Useful for representing :
- Colored images (RGB)
- Video frames
- Scientific data
Real-World Analogy :
Imagine a book with 2 pages, and each page has a table (2 rows × 3 columns).
n-D Array (n-Dimensional Array)
An n-D array is a general term for arrays with any number of dimensions (1D, 2D, 3D, 4D, ...).
In NumPy, you can create arrays with n dimensions, making it powerful for complex data like images, videos, simulations, and deep learning.

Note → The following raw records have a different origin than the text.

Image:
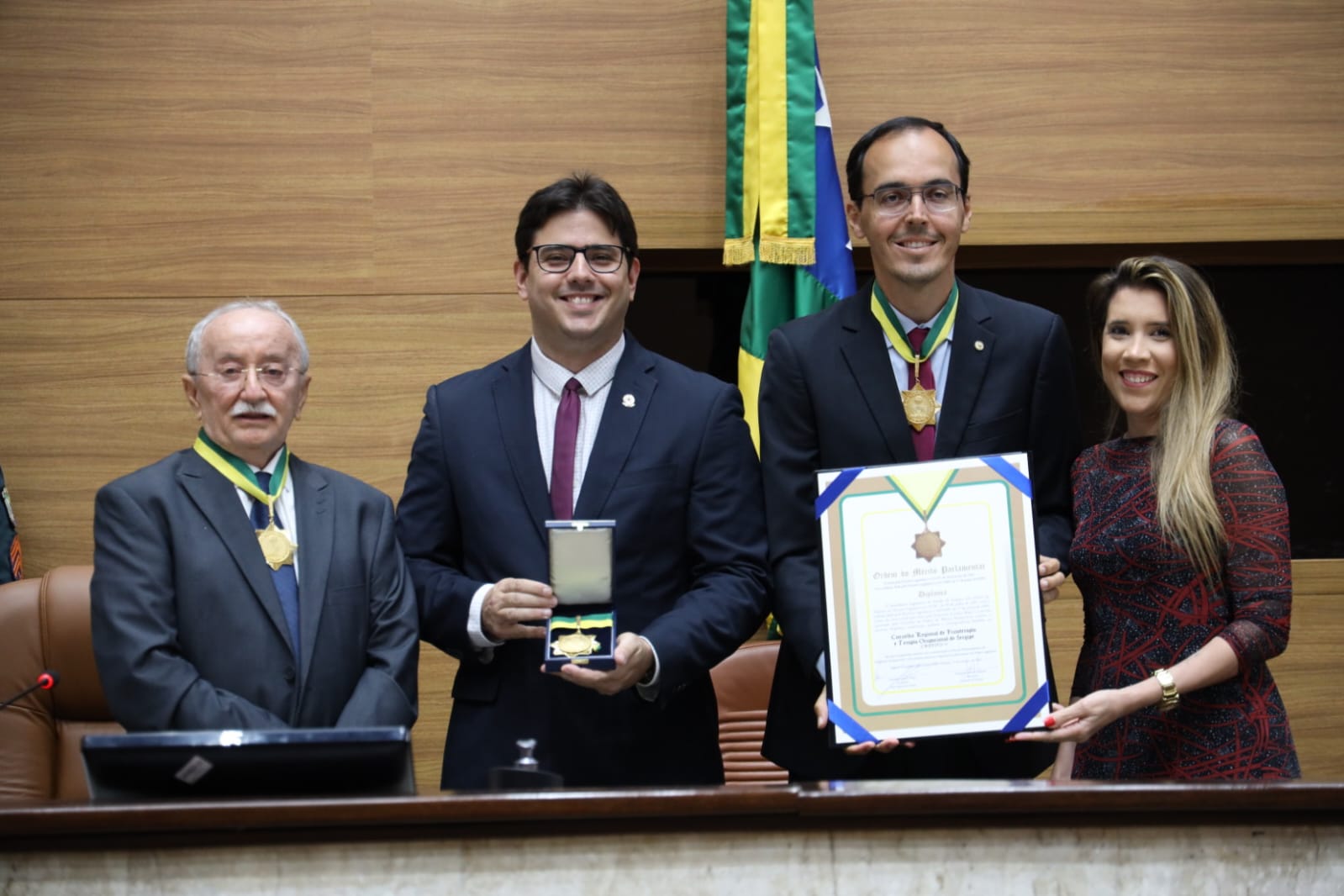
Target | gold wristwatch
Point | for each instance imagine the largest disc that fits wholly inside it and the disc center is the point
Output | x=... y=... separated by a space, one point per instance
x=1169 y=695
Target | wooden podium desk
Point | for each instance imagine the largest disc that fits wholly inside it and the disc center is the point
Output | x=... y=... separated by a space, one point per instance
x=856 y=837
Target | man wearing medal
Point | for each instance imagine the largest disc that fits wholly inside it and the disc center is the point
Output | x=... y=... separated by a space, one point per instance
x=659 y=449
x=237 y=586
x=915 y=366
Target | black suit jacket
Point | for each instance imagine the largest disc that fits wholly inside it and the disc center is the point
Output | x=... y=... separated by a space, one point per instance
x=830 y=399
x=675 y=467
x=187 y=626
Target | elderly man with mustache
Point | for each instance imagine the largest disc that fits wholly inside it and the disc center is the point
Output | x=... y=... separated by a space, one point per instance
x=237 y=586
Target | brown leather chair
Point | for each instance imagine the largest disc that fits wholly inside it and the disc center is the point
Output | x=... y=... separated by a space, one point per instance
x=742 y=688
x=45 y=625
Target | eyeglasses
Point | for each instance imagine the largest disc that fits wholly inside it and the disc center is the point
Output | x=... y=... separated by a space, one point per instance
x=269 y=375
x=556 y=258
x=890 y=202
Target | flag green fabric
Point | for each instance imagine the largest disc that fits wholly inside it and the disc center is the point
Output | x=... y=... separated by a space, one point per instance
x=771 y=166
x=812 y=265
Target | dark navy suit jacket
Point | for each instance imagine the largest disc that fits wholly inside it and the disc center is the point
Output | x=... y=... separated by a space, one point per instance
x=830 y=399
x=187 y=626
x=675 y=467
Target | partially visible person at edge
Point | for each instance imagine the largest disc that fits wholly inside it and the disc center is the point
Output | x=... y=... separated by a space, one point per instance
x=830 y=397
x=11 y=555
x=1182 y=552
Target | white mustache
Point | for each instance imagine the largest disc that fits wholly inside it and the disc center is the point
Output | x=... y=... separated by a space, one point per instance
x=251 y=408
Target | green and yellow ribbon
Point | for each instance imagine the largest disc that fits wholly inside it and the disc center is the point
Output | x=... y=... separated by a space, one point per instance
x=240 y=473
x=938 y=329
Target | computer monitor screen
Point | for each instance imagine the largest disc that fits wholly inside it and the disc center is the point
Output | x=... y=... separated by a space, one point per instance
x=291 y=762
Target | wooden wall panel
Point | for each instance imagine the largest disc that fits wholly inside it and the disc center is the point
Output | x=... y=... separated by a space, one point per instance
x=479 y=103
x=383 y=147
x=184 y=148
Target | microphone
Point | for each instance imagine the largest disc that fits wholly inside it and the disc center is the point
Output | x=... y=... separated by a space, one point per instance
x=46 y=682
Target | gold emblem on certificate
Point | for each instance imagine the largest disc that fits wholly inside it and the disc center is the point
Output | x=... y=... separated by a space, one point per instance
x=921 y=406
x=276 y=546
x=929 y=545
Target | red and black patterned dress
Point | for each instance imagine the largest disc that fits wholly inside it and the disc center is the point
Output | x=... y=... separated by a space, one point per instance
x=1146 y=608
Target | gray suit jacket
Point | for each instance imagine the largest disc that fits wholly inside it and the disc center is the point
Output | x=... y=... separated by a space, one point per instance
x=187 y=626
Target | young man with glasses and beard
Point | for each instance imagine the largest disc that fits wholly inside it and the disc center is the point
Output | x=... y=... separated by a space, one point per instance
x=583 y=424
x=237 y=586
x=915 y=366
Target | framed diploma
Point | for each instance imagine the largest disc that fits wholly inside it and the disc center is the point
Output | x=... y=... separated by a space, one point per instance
x=933 y=599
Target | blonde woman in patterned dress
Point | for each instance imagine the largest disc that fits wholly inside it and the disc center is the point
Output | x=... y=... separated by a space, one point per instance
x=1180 y=551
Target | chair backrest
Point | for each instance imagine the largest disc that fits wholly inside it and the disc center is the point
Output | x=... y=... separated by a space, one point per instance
x=45 y=624
x=742 y=688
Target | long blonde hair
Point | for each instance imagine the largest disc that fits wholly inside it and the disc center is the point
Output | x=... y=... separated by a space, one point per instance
x=1202 y=397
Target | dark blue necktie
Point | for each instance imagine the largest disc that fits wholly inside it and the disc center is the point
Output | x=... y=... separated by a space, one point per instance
x=287 y=583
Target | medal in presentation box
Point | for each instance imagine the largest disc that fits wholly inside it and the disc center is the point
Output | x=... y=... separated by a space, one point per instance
x=582 y=628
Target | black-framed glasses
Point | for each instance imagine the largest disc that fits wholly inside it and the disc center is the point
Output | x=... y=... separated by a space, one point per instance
x=556 y=258
x=269 y=375
x=897 y=200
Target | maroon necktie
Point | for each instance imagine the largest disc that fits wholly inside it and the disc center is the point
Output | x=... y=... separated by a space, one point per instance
x=924 y=438
x=562 y=453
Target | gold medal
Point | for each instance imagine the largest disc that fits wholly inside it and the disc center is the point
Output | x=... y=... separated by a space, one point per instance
x=576 y=645
x=928 y=545
x=921 y=406
x=276 y=546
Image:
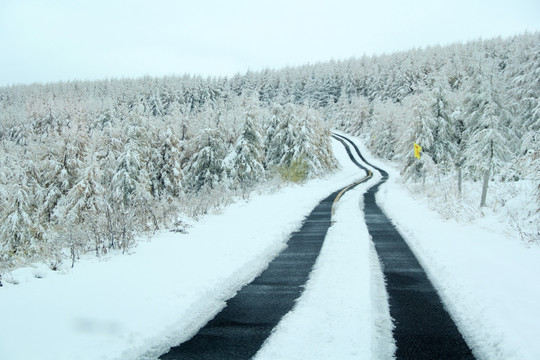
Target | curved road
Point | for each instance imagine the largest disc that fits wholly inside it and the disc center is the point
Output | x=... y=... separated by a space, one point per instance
x=423 y=327
x=240 y=329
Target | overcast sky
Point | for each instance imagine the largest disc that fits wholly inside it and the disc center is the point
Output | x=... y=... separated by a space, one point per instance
x=61 y=40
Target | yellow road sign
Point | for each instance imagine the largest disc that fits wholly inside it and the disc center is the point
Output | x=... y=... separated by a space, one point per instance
x=417 y=149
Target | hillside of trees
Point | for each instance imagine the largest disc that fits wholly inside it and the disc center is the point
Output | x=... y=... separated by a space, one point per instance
x=88 y=166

Example : Creating an n-D Array (4D)
import numpy as np
# 4-D array: shape (2, 2, 2, 3)
arr = np.array([[[[1, 2, 3], [4, 5, 6]],
[[7, 8, 9], [10, 11, 12]]],
[[[13, 14, 15], [16, 17, 18]],
[[19, 20, 21], [22, 23, 24]]]])
print("Array:")
print(arr)
print("\nDimensions:", arr.ndim)
print("Shape:", arr.shape)
#Output -
Array:
[[[[ 1 2 3]
[ 4 5 6]]
[[ 7 8 9]
[10 11 12]]]
[[[13 14 15]
[16 17 18]]
[[19 20 21]
[22 23 24]]]]
Dimensions: 4
Shape: (2, 2, 2, 3)
Key Points :
1. ndim : Returns number of dimensions
2. shape : Tuple of size in each dimension
Real-Life Use Cases of n-D Arrays :
| n-D |
Example Use Case |
| 1D |
Audio signals, simple lists |
| 2D |
Grayscale images, Excel sheets |
| 3D |
RGB Images, MRI scans |
| 4D |
Videos (frames × channels × width × height) |
| 5D+ |
Deep learning (e.g., batch processing of images) |
1D vs 2D vs 3D NumPy Arrays :
| Feature |
1D Array |
2D Array |
3D Array |
| Structure |
Single row (like a list) |
Rows and columns (like a table) |
Stack of 2D arrays (like a cube) |
| Shape Example |
(5,) |
(2, 3) |
(2, 2, 3) |
Dimensions (ndim) |
1 |
2 |
3 |
| Axis Info |
1 axis |
2 axes (rows, columns) |
3 axes (depth, rows, columns) |
| Example |
[10, 20, 30, 40, 50] |
[[1, 2, 3], [4, 5, 6]] |
[[[1,2,3],[4,5,6]], [[7,8,9],[10,11,12]]] |
| Use Case |
Simple data (marks, age) |
Matrices, spreadsheets, grayscale images |
RGB images, video data, deep learning |
Summary
1. Use 1D for simple sequences.
2. Use 2D for tabular or matrix data.
3. Use 3D for stacking matrices (like images, RGB, etc.).